The EMT file in the repository contains the following files:

  • EMT_incbw_ruleX.txt: A list of each transition in the full backward model -> these files are are a starting point to setup the expert knowledge optimization.

  • EMT_paper.json: This is the data file that describes the end point of the simulation results from the original model. This is the file to which we compare our automatically generated models.

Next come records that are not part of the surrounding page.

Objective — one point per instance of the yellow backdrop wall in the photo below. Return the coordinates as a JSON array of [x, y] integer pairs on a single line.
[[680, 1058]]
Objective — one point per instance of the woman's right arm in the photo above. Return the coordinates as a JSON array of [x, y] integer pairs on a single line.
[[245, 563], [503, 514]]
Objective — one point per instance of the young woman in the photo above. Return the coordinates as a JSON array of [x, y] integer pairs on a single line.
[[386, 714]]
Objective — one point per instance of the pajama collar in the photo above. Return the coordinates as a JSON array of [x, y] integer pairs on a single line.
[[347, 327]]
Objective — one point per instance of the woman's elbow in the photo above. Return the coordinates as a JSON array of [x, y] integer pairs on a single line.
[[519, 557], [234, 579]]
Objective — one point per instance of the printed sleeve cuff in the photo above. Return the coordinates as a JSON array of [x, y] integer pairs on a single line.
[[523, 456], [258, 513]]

  • EMT_userguided_ruleX.txt: These files are obtained by running sort_list.py with the EMT_incbw_ruleX.txt files. Since the elimination of dependencies that are not self-dependencies are unique, these files are already sorted out in the according way. The optimizer therefore only reads the transitions where it needs to still decide, whether transitions to remove or not, according to the self-dependency selection.

  • c_simulator.cpp_template: A template file on which the corresponding C++ file gets created: Each model creates a different rule set. To quickly execute the asynchronous updating simulation, the new ruleset gets compiled into its own temporary C++ file and runs outside of the python environment. The results are used for the optimizer in the optimization.py file or the opt_human.py

  • file_comparison.py: This file performs the comparison between two json files: the EMT_paper.json file and the files generated by the temp files created from c_simulator.cpp_template. It returns the root mean square error between the dynamics given in those files

  • opt_human.py: Runfile that performs the optimization based on the expert knowledge. This code needs the input files EMT_userguided_ruleX.txt, since the removal of non-self dependencies are unique, and the optimizer only has to decide on the removal of transitions regarding self-dependencies.

  • optimization.py: Runfile that performs the unsupervised optimization over the whole possible search space

  • rule_creator.py: Executes the creation of the Boolean rules and also includes the algorithm for the expert knowledge inclusion, where the states are filtered by their appearance in the rule formulation

  • sort_list.py: Takes the files EMT_incbw_ruleX.txt as input and removes the desired dependencies (excluding self-dependencies) which are then saved in the files EMT_userguided_ruleX.txt. If we translate these files into rules, the resulting string would no longer include the species that are eliminated in this file. Self-dependencies, however, are still possible in these lists and are then eliminated in the opt_human.py file.

The output is a folder "optimization_output" that stores the results for each created model:

  • the files "fitness-XXX-XXX.txt" contains the information for each created model. The first three numbers determine the generation of the genetic algorithm, the second three numbers determine the individual of the population. The file itself contains the various random executions of the genetic algorithm (equivalent to the variable parallel_sims). Each entry in these files starts with the computed fitness value, then it displays the determined rules that result in this fitness value in a way such that it can be used to be read by Boolean2Rules. Next, the simulation result for every initial condition is given (this is the same information as is stored and used by the json-files). Finally, we also include the transition list for every rule.
  • the files "run-XXX-XXX.json" are the corrsponding json files. outside of the "optimization_output" folder, there will also be created an additional file "rms_fit.txt", that stores the rms values for each simulation for quick access.